- Born: October 21, 1836 Clinton County, Ohio, US
- Died: July 30, 1907 (aged 70)
- Buried: Maple Grove Cemetery, Wichita, Kansas, US
- Allegiance: United States of America
- Branch: United States Army
- Rank: Captain
- Unit: Company F, 20th Indiana Infantry
- Conflicts: American Civil War Battle of North Anna
- Awards: Medal of Honor

= Jonathan C. Kirk =

Jonathan C. Kirk (October 21, 1836 - July 30, 1907) was a Union Army soldier in the American Civil War who received the U.S. military's highest decoration, the Medal of Honor.

Kirk was born in Clinton County, Ohio, and he entered service in Wilmington, Ohio. Kirk was awarded the Medal of Honor for his actions at the Battle of North Anna on May 23, 1864 when he single-handedly captured 13 armed Confederate Army soldiers as a captain with Company F, 20th Indiana Infantry.

His Medal of Honor was issued on June 13, 1894.
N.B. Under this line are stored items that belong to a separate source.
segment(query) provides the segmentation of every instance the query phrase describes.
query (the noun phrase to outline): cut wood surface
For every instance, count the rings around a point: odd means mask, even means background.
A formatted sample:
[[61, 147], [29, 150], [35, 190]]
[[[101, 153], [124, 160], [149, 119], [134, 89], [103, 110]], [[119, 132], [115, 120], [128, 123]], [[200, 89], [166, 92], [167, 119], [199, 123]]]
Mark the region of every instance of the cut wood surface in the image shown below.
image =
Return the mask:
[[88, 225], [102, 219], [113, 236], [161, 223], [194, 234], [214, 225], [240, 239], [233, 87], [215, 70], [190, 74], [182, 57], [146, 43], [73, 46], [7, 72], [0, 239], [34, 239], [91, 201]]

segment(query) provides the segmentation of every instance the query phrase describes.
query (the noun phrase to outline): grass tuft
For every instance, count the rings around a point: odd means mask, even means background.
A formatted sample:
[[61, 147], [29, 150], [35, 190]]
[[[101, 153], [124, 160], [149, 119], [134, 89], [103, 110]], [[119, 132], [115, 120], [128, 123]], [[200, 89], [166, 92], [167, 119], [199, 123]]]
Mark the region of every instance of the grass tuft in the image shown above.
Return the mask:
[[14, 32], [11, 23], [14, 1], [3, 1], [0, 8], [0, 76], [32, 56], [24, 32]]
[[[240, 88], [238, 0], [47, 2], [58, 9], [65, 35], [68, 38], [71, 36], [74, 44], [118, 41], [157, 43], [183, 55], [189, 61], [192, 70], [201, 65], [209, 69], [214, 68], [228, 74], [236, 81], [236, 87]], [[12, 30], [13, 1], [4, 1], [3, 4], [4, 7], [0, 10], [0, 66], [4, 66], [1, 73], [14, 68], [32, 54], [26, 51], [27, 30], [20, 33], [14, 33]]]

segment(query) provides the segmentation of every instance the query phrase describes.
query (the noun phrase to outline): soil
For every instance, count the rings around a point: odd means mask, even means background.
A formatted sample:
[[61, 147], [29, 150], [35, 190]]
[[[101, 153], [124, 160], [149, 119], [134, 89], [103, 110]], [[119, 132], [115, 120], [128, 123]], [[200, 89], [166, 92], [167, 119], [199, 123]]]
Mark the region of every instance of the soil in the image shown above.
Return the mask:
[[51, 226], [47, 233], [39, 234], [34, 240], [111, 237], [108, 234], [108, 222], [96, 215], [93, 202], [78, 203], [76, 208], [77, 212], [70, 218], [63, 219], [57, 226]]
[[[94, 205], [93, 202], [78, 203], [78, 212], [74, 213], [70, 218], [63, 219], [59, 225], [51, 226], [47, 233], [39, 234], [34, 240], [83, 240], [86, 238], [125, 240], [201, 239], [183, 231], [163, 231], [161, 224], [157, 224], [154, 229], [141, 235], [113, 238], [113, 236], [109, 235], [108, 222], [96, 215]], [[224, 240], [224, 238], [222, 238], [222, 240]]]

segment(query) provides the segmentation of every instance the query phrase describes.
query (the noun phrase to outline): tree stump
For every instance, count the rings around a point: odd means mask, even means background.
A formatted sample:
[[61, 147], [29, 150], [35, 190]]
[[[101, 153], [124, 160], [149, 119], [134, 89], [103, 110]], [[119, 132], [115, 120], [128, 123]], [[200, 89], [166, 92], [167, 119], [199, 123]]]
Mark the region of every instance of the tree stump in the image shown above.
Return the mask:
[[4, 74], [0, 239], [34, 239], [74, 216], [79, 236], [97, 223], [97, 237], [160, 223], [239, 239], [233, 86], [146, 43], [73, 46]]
==Medal of Honor citation==

The President of the United States of America, in the name of Congress, takes pleasure in presenting the Medal of Honor to Captain Jonathan C. Kirk, United States Army, for extraordinary heroism on 23 May 1864, while serving with Company F, 20th Indiana Infantry, in action at North Anna River, Virginia. Captain Kirk volunteered for dangerous service and single-handedly captured 13 armed Confederate soldiers and marched them to the rear.